On Wed, Jan 1, 2025 at 11:06 AM Amit Kapila <amit(dot)kapila16(at)gmail(dot)com> wrote:
>
> On Thu, Dec 19, 2024 at 4:34 PM Zhijie Hou (Fujitsu)
> <houzj(dot)fnst(at)fujitsu(dot)com> wrote:
> >
> > On Sunday, December 15, 2024 9:39 AM Amit Kapila <amit(dot)kapila16(at)gmail(dot)com> wrote:
> > >
> >
> > >
> > > 5. The apply worker needs to at least twice get the publisher status message to
> > > advance oldest_nonremovable_xid once. It then uses the remote_lsn of the last
> > > such message to ensure that it has been applied locally. Such a remote_lsn
> > > could be a much later value than required leading to delay in advancing
> > > oldest_nonremovable_xid. How about if while first time processing the
> > > publisher_status message on walsender, we get the
> > > latest_transaction_in_commit by having a function
> > > GetLatestTransactionIdInCommit() instead of
> > > GetOldestTransactionIdInCommit() and then simply wait till that proc has
> > > written commit WAL (aka wait till it clears DELAY_CHKPT_IN_COMMIT)?
> > > Then get the latest LSN wrote and send that to apply worker waiting for the
> > > publisher_status message. If this is feasible then we should be able to
> > > advance oldest_nonremovable_xid with just one publisher_status message.
> > > Won't that be an improvement over current? If so, we can even further try to
> > > improve it by just using commit_LSN of the transaction returned by
> > > GetLatestTransactionIdInCommit(). One idea is that we can try to use
> > > MyProc->waitLSN which we are using in synchronous replication for our
> > > purpose. See SyncRepWaitForLSN.
> >
> > I will do more performance tests on this and address if it improves
> > the performance.
> >
>
> Did you check this idea? Again, thinking about this, I see a downside
> to the new proposal. In the new proposal, the walsender needs to
> somehow wait for the transactions in the commit which essentially
> means that it may lead delay in decoding and sending the decoded WAL.
> But it is still worth checking the impact of such a change, if nothing
> else, we can add a short comment in the code to suggest such an
> improvement is not worthwhile.
>

Here are the performance test results for the proposed idea where the
WAL sender waits for transactions during commit:

The results indicate that the change did not deliver the expected
performance improvements. On the contrary:
- The subscriber's TPS showed no improvement, there was a performance
reduction of ~58%, consistent with previous observations shared at
[1].
- Additionally, the publisher's TPS was impacted, showing a
performance drop of 7-8%.

Below are the test details:

Test setup:
- Applied v17 patch-set atop pgHead and then the top-up patch to wait
on publisher side. The top-up patch is attached.
- Created a Pub-Sub setup with configurations -

autovacuum = false
shared_buffers = '30GB'
max_wal_size = 20GB
min_wal_size = 10GB
track_commit_timestamp = on (only on sub node)

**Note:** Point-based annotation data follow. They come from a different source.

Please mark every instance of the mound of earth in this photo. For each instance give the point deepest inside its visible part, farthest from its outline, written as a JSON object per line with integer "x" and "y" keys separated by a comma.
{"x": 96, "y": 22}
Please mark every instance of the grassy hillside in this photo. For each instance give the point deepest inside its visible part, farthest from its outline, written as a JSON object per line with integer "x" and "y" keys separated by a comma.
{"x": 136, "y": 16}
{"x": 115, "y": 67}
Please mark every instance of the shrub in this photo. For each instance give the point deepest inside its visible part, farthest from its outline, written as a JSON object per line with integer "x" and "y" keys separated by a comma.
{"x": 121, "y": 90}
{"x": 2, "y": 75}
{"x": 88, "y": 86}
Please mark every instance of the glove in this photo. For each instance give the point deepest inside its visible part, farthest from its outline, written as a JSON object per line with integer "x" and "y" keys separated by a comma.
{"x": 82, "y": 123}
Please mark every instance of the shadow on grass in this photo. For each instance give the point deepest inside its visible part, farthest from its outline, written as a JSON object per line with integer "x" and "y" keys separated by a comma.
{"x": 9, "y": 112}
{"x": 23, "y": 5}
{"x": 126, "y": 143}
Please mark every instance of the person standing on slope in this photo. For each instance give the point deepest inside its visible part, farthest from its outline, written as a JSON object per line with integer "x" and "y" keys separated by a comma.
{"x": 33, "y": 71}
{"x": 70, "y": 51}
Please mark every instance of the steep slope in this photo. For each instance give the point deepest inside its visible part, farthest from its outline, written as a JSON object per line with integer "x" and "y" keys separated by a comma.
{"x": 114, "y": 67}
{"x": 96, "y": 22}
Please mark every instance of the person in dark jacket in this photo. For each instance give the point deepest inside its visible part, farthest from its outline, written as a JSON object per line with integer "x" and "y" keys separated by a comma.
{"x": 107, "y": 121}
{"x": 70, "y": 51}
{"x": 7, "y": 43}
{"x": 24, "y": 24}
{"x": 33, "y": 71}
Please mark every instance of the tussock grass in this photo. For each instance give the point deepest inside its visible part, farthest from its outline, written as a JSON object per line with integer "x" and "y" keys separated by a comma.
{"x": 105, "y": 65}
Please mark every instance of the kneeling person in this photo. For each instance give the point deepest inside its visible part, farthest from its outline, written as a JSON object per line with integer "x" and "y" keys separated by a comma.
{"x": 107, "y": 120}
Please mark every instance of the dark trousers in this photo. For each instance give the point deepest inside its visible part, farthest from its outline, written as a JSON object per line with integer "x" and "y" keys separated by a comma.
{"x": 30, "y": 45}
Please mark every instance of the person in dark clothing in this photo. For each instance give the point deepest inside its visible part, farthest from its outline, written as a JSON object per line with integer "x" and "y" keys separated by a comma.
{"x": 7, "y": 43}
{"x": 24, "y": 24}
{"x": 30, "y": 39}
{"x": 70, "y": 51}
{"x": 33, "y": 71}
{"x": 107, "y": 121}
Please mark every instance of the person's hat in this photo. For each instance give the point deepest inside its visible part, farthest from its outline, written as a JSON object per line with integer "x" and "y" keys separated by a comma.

- To avoid the update/delete_missing conflicts, distinct initial
pgbench tables were created on the publisher and subscriber nodes. On
the publisher side, the tables were renamed: pgbench_XXX ->
pgbench_pub_XXX. Initial data was inserted with scale=100 on both
nodes.
(The scripts used to run the tests - "measure.sh" and "setup.sh" are attached)

Test Run:
- Ran pgbench on both pub and sub simultaneously, on different tables.

Observations:
- No improvement observed in sub's TPS performance, as TPS reduced by -58%.
- The publisher's TPS was also reduced by -8%.

Results:

Run# | Pub's TPS | Sub's TPS
1 | 30279.48756 | 13397.7329
2 | 29634.12687 | 13316.93142
3 | 29350.39389 | 13264.91436
4 | 29700.10173 | 13394.91969
5 | 30121.19058 | 13380.86673
Median | 29700.10173 | 13380.86673
Regression | -8% | -58%

Perf analysis for Sub and walsender:

a) The sub-side backend process shows high time spent in heap tuple
scan, confirming the cause is dead_tuple accumulation.
```
....
--68.69%--ExecModifyTable
--60.92%--ExecScan
--60.75%--IndexNext
--60.55%--index_getnext_slot
--58.12%--index_fetch_heap
--57.83%--heapam_index_fetch_tuple
--40.11%--heap_hot_search_buffer
....
```

b) Collected walsender profile and it shows overall 2-3% higher time
spent in wait. Attached the walsender profiles with and without top-up
patch.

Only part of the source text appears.